A quick glance at the Surface RT page in the United Kingdom reveals that the device is now being sold at £279. The page lists the official Microsoft Store and high-profile brick-and-mortar retailers John Lewis and PC World as participating retailers, although the former doesn’t appear to be live just yet. It’s only a matter of time, however.
Again, the new £279 price tag for the 32GB Surface RT is down from £399, equal to a 30 percent cut.
Elsewhere, the Surface RT is being sold from €339 in France, €337 in Italy and €329 in Spain. Similar price points are available for other European consumers.
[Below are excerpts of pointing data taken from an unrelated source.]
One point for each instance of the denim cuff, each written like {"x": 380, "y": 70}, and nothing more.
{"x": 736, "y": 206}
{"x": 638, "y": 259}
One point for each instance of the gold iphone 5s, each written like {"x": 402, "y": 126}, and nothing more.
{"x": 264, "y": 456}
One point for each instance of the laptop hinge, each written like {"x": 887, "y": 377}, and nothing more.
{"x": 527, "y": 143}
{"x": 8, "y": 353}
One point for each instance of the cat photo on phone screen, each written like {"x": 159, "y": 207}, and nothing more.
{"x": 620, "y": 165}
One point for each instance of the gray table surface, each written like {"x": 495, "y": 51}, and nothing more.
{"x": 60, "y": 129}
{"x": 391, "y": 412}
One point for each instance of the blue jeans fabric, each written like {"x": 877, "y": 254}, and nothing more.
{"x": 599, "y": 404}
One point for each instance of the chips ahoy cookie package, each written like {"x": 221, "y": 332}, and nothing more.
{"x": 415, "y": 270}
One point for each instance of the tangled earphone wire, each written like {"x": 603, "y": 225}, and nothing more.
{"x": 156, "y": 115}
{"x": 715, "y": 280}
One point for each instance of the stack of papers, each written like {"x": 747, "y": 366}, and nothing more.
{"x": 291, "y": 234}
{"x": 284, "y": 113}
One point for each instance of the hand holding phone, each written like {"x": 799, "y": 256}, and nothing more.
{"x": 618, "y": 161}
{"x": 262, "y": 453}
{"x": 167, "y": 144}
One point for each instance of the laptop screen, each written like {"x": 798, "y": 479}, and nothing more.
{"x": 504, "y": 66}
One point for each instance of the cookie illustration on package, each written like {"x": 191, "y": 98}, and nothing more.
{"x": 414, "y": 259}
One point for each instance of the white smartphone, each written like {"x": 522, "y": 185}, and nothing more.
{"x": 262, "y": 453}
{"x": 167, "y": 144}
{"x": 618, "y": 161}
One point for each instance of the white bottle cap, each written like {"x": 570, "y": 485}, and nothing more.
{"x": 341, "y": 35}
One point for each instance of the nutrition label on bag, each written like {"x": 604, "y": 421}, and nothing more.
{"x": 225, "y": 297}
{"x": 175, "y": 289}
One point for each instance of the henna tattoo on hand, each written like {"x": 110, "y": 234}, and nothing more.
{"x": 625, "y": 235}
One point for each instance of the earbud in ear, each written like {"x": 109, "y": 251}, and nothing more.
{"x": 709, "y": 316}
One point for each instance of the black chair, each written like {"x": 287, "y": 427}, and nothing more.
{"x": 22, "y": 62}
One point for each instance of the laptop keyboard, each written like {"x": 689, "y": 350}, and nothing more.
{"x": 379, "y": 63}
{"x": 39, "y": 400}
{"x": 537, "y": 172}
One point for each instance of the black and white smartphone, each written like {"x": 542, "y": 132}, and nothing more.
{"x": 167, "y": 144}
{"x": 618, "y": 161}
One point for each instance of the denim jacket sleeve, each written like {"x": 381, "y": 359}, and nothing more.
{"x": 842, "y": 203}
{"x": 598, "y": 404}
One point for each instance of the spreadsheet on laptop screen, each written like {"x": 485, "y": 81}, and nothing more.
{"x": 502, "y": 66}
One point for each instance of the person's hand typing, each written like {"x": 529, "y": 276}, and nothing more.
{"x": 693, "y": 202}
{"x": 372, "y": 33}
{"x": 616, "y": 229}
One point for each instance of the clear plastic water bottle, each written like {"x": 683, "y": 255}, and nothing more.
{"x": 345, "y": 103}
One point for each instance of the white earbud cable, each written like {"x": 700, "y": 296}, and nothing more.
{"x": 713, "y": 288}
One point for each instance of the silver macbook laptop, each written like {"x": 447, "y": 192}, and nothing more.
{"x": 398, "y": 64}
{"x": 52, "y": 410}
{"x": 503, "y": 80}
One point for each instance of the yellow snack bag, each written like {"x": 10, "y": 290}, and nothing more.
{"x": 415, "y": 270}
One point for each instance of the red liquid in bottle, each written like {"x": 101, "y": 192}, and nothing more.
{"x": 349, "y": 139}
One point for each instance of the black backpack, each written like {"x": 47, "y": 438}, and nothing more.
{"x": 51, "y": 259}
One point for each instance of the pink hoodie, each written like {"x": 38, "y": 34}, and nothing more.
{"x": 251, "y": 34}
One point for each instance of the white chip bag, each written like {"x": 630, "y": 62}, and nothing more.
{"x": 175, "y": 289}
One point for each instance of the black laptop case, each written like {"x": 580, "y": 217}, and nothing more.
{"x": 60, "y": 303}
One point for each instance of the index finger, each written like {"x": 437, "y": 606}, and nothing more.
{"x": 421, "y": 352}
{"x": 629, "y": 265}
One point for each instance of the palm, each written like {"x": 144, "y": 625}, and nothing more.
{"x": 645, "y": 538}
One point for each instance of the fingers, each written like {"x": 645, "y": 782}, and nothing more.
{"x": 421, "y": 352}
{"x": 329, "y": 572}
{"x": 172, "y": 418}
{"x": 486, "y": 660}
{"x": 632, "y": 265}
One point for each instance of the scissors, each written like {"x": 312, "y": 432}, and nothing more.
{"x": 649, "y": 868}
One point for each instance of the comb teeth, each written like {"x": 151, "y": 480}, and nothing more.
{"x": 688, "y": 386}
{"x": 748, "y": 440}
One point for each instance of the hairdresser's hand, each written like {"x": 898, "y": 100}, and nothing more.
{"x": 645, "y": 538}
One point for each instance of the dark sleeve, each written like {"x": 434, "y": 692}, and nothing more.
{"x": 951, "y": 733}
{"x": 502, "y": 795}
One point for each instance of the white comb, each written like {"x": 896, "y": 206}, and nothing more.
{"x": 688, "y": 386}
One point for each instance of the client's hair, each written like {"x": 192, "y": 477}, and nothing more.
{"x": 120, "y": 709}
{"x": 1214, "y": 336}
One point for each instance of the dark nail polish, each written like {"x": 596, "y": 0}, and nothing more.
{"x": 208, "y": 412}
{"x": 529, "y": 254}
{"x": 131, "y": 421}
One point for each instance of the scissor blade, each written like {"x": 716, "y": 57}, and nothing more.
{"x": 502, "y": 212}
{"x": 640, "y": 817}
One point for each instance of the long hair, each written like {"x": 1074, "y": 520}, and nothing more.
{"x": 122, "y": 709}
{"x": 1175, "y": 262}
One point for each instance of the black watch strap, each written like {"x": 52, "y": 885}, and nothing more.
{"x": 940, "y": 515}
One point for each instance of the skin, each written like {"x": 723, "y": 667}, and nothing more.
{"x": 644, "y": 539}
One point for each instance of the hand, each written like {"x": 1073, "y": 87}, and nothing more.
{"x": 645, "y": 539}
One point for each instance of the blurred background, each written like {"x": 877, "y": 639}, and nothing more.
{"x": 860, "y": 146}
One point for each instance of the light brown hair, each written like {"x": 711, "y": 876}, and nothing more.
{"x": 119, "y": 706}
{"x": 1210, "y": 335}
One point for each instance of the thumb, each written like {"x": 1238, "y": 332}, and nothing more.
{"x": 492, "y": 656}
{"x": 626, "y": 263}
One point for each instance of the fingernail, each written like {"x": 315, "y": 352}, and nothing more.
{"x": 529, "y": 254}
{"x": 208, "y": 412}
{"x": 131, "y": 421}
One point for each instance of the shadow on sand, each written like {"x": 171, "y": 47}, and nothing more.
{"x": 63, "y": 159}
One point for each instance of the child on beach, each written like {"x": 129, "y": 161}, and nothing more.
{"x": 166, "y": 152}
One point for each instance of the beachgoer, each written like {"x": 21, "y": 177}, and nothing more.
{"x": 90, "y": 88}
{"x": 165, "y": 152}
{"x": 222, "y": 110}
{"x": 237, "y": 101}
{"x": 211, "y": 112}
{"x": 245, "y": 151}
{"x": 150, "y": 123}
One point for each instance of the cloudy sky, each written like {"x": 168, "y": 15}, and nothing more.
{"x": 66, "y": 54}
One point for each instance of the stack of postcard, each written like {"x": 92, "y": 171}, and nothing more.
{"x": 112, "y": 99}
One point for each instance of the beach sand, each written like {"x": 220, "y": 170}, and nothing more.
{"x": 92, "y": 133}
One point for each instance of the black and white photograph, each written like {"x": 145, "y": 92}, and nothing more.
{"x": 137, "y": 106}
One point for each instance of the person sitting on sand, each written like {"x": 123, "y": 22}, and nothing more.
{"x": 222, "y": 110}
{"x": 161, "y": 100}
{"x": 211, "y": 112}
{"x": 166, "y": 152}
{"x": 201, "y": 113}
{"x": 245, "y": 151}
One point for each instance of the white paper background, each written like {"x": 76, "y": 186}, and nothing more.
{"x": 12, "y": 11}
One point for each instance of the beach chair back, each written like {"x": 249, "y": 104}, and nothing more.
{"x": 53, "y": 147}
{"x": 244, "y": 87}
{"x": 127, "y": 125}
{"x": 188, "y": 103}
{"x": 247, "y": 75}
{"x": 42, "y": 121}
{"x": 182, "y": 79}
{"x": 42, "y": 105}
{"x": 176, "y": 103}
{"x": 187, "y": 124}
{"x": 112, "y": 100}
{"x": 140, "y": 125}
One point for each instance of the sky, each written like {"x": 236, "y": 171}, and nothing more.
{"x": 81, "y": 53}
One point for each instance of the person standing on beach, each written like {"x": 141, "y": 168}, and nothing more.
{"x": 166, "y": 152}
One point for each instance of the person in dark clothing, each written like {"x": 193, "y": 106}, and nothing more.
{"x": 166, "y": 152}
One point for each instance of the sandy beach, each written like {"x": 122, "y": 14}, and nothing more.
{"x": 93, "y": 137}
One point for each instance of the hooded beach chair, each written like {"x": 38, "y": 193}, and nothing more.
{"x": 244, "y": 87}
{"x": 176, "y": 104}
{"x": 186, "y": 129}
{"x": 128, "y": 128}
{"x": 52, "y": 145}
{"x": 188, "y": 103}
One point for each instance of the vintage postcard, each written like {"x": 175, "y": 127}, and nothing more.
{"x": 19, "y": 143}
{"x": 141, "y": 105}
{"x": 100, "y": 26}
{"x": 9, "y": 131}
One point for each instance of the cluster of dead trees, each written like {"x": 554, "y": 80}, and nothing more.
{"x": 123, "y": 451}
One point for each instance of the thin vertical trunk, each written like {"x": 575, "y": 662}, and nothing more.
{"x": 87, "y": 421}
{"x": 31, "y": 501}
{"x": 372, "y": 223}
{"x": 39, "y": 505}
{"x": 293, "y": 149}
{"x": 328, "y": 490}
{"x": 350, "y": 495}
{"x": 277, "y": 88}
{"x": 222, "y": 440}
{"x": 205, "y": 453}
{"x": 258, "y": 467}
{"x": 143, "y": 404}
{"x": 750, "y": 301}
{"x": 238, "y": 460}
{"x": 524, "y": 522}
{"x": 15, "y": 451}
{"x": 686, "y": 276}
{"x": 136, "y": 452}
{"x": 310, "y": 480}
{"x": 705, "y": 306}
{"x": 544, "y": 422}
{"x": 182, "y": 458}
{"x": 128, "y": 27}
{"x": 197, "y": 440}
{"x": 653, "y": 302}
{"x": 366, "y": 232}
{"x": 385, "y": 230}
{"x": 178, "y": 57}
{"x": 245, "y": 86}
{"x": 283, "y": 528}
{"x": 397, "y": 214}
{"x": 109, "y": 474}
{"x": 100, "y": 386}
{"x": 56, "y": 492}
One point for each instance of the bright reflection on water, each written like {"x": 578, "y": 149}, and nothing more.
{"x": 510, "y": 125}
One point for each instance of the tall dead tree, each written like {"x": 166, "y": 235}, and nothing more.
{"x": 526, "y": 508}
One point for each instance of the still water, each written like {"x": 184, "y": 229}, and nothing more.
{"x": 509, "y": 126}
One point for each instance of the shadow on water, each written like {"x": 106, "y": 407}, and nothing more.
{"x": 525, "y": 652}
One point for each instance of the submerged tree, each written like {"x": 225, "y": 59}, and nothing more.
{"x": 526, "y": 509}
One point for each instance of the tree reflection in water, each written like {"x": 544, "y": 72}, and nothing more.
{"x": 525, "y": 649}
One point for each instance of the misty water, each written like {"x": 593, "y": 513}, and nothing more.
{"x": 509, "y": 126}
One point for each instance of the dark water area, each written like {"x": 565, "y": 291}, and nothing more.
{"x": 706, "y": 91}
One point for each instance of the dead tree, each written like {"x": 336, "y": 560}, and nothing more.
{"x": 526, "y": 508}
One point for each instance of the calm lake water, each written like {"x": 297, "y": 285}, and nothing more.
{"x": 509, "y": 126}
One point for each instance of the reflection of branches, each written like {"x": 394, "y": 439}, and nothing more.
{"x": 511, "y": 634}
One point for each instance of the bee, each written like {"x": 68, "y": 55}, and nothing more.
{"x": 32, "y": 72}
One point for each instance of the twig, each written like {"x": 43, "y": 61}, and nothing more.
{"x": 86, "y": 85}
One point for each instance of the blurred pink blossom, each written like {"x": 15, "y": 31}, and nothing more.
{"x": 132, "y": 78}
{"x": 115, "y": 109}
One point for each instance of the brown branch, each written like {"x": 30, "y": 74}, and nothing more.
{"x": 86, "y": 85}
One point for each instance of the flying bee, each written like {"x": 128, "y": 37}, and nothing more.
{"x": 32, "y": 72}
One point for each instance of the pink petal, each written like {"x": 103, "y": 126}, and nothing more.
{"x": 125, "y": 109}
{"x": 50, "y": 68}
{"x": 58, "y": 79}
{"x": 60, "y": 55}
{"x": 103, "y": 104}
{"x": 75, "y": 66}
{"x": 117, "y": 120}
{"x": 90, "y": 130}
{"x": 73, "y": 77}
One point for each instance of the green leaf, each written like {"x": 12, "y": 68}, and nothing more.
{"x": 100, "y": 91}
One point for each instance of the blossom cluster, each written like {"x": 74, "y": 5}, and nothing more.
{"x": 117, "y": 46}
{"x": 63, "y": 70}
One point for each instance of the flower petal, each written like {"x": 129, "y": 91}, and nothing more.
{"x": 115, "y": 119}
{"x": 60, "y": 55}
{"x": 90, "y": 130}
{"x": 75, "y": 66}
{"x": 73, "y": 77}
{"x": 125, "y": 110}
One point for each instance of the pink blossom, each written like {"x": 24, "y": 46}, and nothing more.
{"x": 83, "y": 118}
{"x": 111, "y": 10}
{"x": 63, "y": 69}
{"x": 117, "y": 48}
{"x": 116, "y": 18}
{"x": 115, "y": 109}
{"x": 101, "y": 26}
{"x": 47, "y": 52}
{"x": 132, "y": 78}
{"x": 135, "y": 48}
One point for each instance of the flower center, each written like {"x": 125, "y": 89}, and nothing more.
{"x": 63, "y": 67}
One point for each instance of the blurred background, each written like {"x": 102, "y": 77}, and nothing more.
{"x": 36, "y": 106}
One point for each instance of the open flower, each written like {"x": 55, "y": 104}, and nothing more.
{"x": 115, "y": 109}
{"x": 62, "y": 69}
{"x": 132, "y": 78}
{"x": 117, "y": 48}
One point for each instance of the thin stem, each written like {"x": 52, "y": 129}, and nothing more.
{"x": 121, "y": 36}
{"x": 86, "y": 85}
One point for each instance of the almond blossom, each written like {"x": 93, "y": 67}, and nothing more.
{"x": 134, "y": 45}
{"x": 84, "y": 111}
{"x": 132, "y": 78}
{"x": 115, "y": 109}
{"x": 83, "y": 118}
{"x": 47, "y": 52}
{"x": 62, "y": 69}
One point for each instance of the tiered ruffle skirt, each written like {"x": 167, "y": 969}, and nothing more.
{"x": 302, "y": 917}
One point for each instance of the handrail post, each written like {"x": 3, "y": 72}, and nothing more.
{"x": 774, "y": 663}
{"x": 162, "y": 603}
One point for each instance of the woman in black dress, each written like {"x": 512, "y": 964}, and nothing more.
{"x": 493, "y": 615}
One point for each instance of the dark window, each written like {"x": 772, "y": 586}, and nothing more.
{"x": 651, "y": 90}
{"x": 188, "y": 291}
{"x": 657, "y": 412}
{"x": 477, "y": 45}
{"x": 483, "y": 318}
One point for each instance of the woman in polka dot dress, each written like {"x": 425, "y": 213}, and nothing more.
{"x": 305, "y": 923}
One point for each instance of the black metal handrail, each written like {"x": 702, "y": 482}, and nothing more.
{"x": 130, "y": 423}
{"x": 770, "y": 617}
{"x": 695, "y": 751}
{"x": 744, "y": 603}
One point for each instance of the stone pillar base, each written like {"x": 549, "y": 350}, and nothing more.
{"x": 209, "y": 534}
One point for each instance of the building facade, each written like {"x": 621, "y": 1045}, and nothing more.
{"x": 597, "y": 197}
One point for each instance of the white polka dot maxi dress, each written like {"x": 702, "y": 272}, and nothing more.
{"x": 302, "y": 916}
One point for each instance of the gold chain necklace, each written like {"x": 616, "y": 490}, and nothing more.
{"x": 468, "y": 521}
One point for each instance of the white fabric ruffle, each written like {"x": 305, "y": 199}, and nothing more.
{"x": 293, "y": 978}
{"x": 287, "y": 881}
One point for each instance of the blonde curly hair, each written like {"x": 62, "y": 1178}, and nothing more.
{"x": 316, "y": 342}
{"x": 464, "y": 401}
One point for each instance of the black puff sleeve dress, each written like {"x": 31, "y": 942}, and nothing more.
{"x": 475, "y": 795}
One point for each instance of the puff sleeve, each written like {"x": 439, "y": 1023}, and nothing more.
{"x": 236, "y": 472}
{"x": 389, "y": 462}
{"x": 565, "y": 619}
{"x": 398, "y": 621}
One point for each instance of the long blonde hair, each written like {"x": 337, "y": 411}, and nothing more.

Microsoft hasn’t disclosed the reasons for the sudden price drops, although initial sales are undoubtedly a contributing factor. The company has never revealed official sales figures, although the International Data Corporation (IDC) estimated in May that 900,000 Surface RT and Surface Pro devices had been sold in the first three months of 2013 – its first full quarter on the market.
The Surface is Microsoft’s first foray into tablet computers. While the Surface Pro is being pitched as a replacement for users’ laptops – it runs the full version of Windows 8 and comes with laptop-equivalent specs under the hood – the Surface RT is designed to lie somewhere between traditional tablets, such as the iPad, and its more powerful older brother.
Microsoft has pushed the Surface hard with a number of widespread television commercials, but this doesn’t appear to have translated into commercial success. App support is still slow and the overall messaging of Windows RT has been mixed at best.
The price cuts announced today and last week could also signal a transition to new Surface hardware. Microsoft hasn’t hinted at the update cycle for the Surface line, but it wouldn’t be surprising to see the company adopt an annual cycle similar to Apple.
For readers in Europe, the question remains: is a price cut enough to interest you in a Surface RT? Or is the hardware and form factor simply irrelevant?